Avant toute mise en vente, l'acquéreur devra aviser au moins quatre mois à l'avance le vendeur de ses intentions. Le vendeur pourra, jusqu'à l'expiration de ce délai, exiger que les terrains lui soient rétrocédés ou soient vendus à un acquéreur désigné ou agréé par lui. En cas de rétrocession, le prix de rétrocession sera calculé dans les conditions prévues pour l'indemnité de résolution sans qu'il y ait lieu à une réduction de 10%.
En cas de vente à un nouvel acquéreur désigné ou agréé par le vendeur de la totalité des terrains ou d'une partie non encore entièrement aménagée, le vendeur pourra exiger que le prix de vente soit fixé dans les mêmes conditions.
Aucune location des terrains cédés ne pourra être consentie tant qu'ils n'auront pas reçu l'affectation prévue.
Les actes de vente, de partage ou de location qui seraient consentis par l'acquéreur en méconnaissance des dispositions du présent article seraient nul et de nul effet, en application de l'article L 21-1 et suivants du Code de l'expropriation".

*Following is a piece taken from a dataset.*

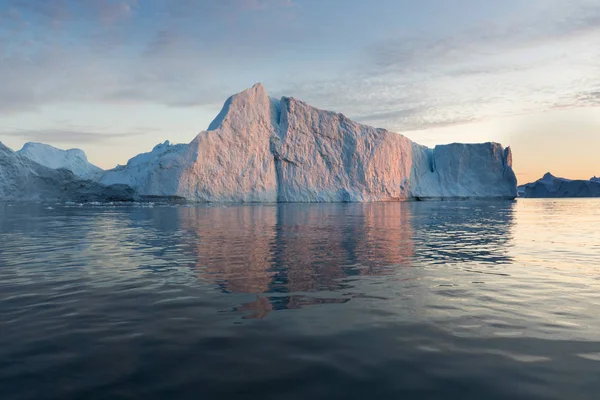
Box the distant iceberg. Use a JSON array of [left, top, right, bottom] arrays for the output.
[[17, 142, 104, 178], [99, 84, 517, 202], [518, 172, 600, 198], [0, 143, 136, 202]]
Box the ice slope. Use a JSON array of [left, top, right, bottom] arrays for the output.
[[273, 97, 412, 202], [410, 142, 517, 200], [17, 142, 103, 178], [100, 84, 277, 202], [100, 84, 517, 202], [0, 143, 134, 202], [519, 172, 600, 198]]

Le vendeur ayant été expressément défini comme étant l'aménageur, l'article 6 n'est applicable qu'entre ce dernier et son ou ses acquéreurs. En effet, s'agissant d'un cahier des charges rédigé avant toute cession et en l'absence de disposition générale expresse se rapportant aux acquéreurs successifs, l'acquéreur des lots auquel cet article est applicable est celui ou ceux de l'aménageur, l'article 6 précité n'ouvrant à ce dernier l'exercice de son droit de rétrocession qu'à l'occasion de la vente par son acquéreur à un "nouvel acquéreur", soit en l'espèce, lors de la vente de 1994 par la SCI Résidence des chanterelles à la société Espace habitat construction, ce que l'aménageur n'a pas fait.
A cet égard, les dispositions de l'article 8 du cahier des charges, qui se bornent à exiger l'insertion de ce cahier dans l'acte de vente "lors des aliénations successives", ne peuvent être interprétées, sauf à en dénaturer le sens et la portée, comme rendant applicables entre les acquéreurs successifs les droits et obligations de l'article 6 précité.
Dès lors, à l'occasion de l'avant-contrat du 28 octobre 2010, intervenu entre la société Espace habitat construction et la société Akerys promotion, soit entre le nouvel acquéreur et un tiers, l'aménageur ne disposait plus de son droit de rétrocession.
En conséquence, le jugement entrepris sera confirmé en toutes ses dispositions.
L'équité ne commande pas qu'il soit fait application en la cause de l'article 700 du Code de procédure civile.
PAR CES MOTIFS
Confirme le jugement entrepris en toutes ses dispositions ;
Rejette les autres demandes ;
Condamne l'EPIC Grand Paris aménagement aux dépens d'appel qui pourront être recouvrés dans les conditions de l'article 699 du Code de procédure civile.